Studies that seemed to include overlapping samples were excluded, with only one of each used. Therefore, we used the study by Hu et al. because it provided the necessary statistical information. Since the studies by Quigley et al. and Haller et al. appeared to use the same sample of pectus excavatum patients[4, 27], we combined the results of these two studies and analyzed them as one study. Kowalewski et al. published two studies in 1998 and 1999 using samples that overlapped; thus, only the first study, which included groups of patients with both moderate and severe pectus excavatum, was included in the meta-analysis. Our meta-analysis of pulmonary function included 15 studies (Table1) performed in the United States, Canada, Japan, Poland, Netherlands, and China. Pectus severity index was not reported in all these studies used. Techniques for estimating pectus severity index included chest radiography (CXR), chest computed tomography (CT), and calipers. We could not assess the relationship between pectus severity and average ES because the included studies did not report these results. Five of the 23 studies included patients who underwent both the Ravitch and Nuss procedures, 6 included patients who underwent the Ravitch repair surgical procedure, 11 included patients treated by the Nuss procedure, 1 study used sternal eversion, and 1 used the Daniel procedure.
The meta-analysis included a total of 2476 patients with PE, including 921 who underwent open surgical repair (Ravitch + Daniel) and 1555 who underwent the minimally invasive Nuss technique. Average patient age was 11.6 years, with a 3–4.5:1 male:female ratio. Patients who underwent Ravitch correction tended to be younger than patients who underwent the Nuss procedure (9.1 vs 12.4 years).
Major presenting symptoms included exercise intolerance, dyspnea, and lack of endurance. Western patients were prone to chest pain and cardiopathies, and Asian patients had higher incidences of respiratory tract infection and cardiac displacement.
FEV1 recovery 1 and 3 years after PE correction
As shown in Figure1A, FEV1 changes after surgical correction favored the Ravitch procedure postoperatively (WMD = 2.19, 95%CI −4.18 ~ 8.56), but favored the Nuss procedure preoperatively (WMD = −5.45, 95%CI −11.86 ~ 0.95). There was evidence of statistically significant heterogeneity among studies (chi-square, 17.11, p < 0.05) for the Nuss, but not for the Ravitch, procedure. At 1 year after treatment, FEV1 recovery was better in patients who underwent the Ravitch than the Nuss procedure. However, 3 years after surgical treatment and bar removal, FEV1 changes favored the Nuss procedure (WMD = 3.00, 95%CI −0.47 ~ 6.46), with no significant heterogeneity among studies. For the Ravitch procedure, however, there was evidence of statistically significant heterogeneity among studies (chi-square 8.82, p < 0.05; Figure1B). Thus, FEV1 increased significantly 3 years after surgical correction of PE using a minimally invasive technique, with the Nuss procedure associated with better results than the Ravitch procedure.
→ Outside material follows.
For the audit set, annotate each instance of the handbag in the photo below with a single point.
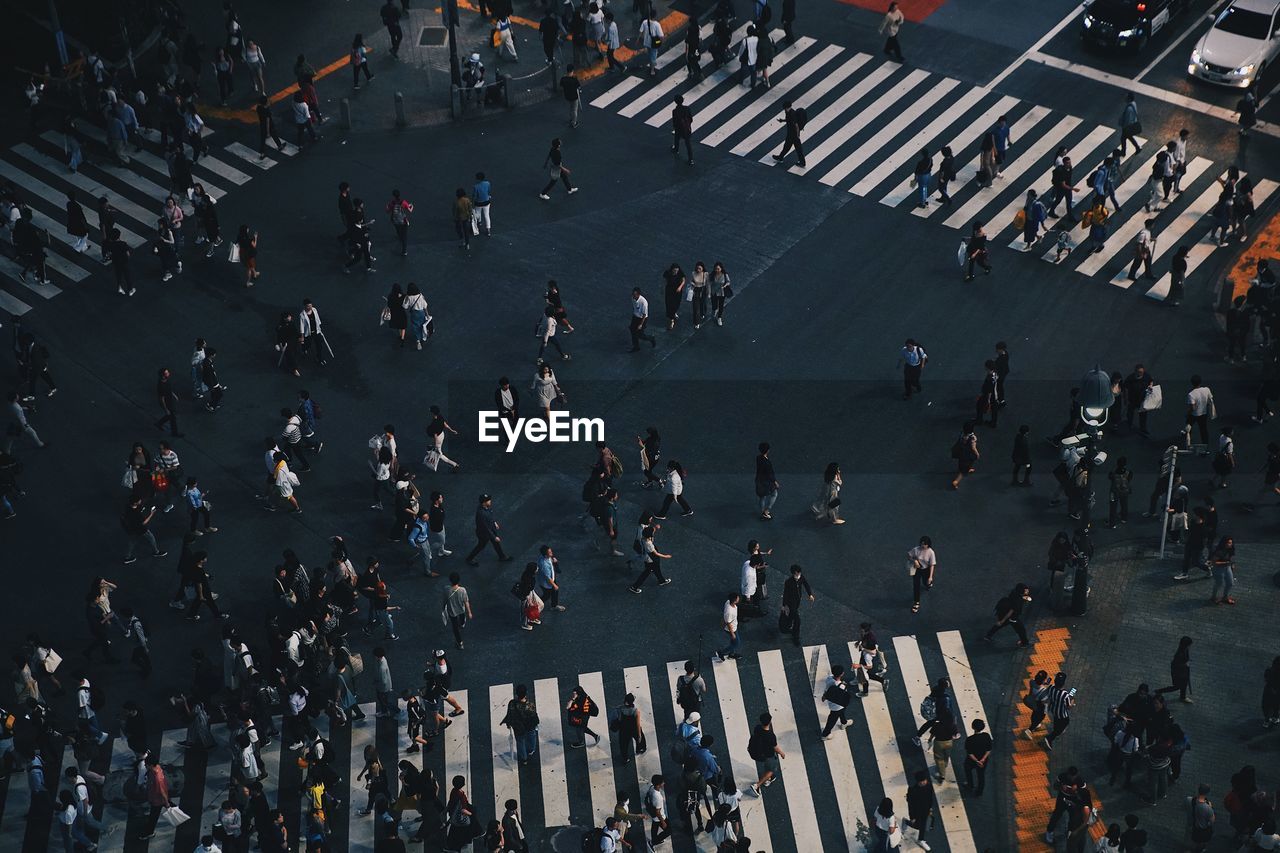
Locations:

FVC recovery 1 and 3 years after PE correction
As shown in Figure2A, FVC changes after surgical correction were good preoperatively for both the Nuss (WMD = −5.58, 95%CI −18.65 ~ 7.48) and Ravitch (WMD = −1.00, 95%CI −8.78 ~ 6.78) procedures. There was evidence of statistically significant heterogeneity among studies for the Nuss (chi-square, 65.73, p < 0.05), but not for the Ravitch, procedure. Although FVC decreased within 1 year after surgical correction of PE using both minimal and open techniques, greater FVC improvement occurred 3 years after the Nuss (WMD = 4.31, 95%CI −1.80 ~ 10.42) than after the Ravitch (WMD = 0.28, 95%CI −0.15 ~ 0.41) procedure and bar removal, and there was no evidence of statistically significant heterogeneity for either technique (Figure2B).
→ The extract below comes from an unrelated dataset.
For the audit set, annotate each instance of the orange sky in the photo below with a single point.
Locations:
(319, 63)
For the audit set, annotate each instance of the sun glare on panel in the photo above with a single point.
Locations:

VC recovery 1 and 3 years after PE correction
As shown in Figures3A,1 year after surgical correction, VC changes favored the Ravitch procedure postoperatively (WMD = 4.34, 95%CI −4.31 ~ 12.98), but favored the Nuss procedure preoperatively (WMD = −8.44, 95%CI −24.49 ~ 7.61), with statistically significant heterogeneity among studies for the Nuss (chi-square, 60.19, p < 0.05), but not for the Ravitch, procedure. Three years after surgery and bar removal, however, VC increased significantly, with postoperative results better for the Nuss (WMD = 3.52, 95%CI −2.44 ~ 9.49) than for the Ravitch procedure (WMD = 0.05, 95%CI −0.07 ~ 0.16) procedure, and no evidence of statistically significant heterogeneity among studies for either technique (Figure3B). These findings indicate that the minimally invasive technique was associated with better improvement in VC after 3 years.
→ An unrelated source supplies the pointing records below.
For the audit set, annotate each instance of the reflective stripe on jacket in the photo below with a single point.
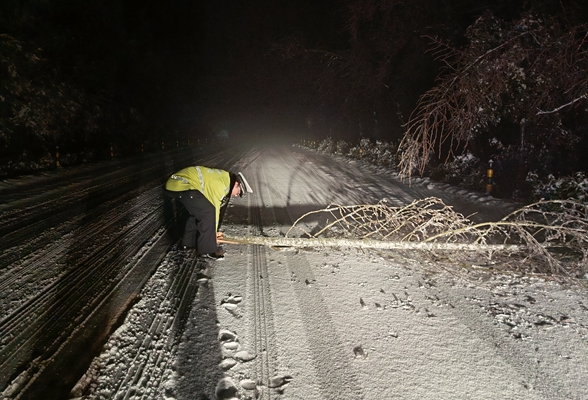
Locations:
(211, 182)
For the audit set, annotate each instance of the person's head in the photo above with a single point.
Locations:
(239, 186)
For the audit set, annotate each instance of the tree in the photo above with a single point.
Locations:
(531, 73)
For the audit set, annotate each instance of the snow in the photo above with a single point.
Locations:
(341, 322)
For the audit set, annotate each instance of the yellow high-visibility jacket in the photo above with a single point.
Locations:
(213, 183)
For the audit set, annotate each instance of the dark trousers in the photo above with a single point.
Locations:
(200, 230)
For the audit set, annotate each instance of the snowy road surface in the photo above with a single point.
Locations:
(92, 249)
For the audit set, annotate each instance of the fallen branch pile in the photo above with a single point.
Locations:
(549, 236)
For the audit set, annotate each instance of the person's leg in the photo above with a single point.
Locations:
(189, 238)
(202, 221)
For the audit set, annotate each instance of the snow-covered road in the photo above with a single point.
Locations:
(308, 323)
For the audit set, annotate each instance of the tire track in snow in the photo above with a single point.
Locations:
(263, 332)
(337, 378)
(162, 326)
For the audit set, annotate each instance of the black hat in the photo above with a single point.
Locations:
(245, 188)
TLC recovery 1 and 3 years after PE correction
As shown in Figure4A, TLC changes after one year favored Nuss correction preoperatively (WMD = −3.96, 95%CI −11.75 ~ 3.82), with statistically significant heterogeneity among studies (chi-square, 19.84; p < 0.05). Only one study reported no variation in TLC within 1 year after the Ravitch procedure. Three years after surgery, TLC improved after the Nuss procedure, showed better postoperative results (WMD = 3.52, 95%CI −3.87 ~ 4.20) than the Ravitch procedure (WMD = 0.18, 95%CI 0.06 ~ 0.31), with no evidence of statistically significant heterogeneity among these studies (Figure4B). These findings indicate that greater increases in TLC after 3 years can be achieved with the Nuss than with the Ravitch technique.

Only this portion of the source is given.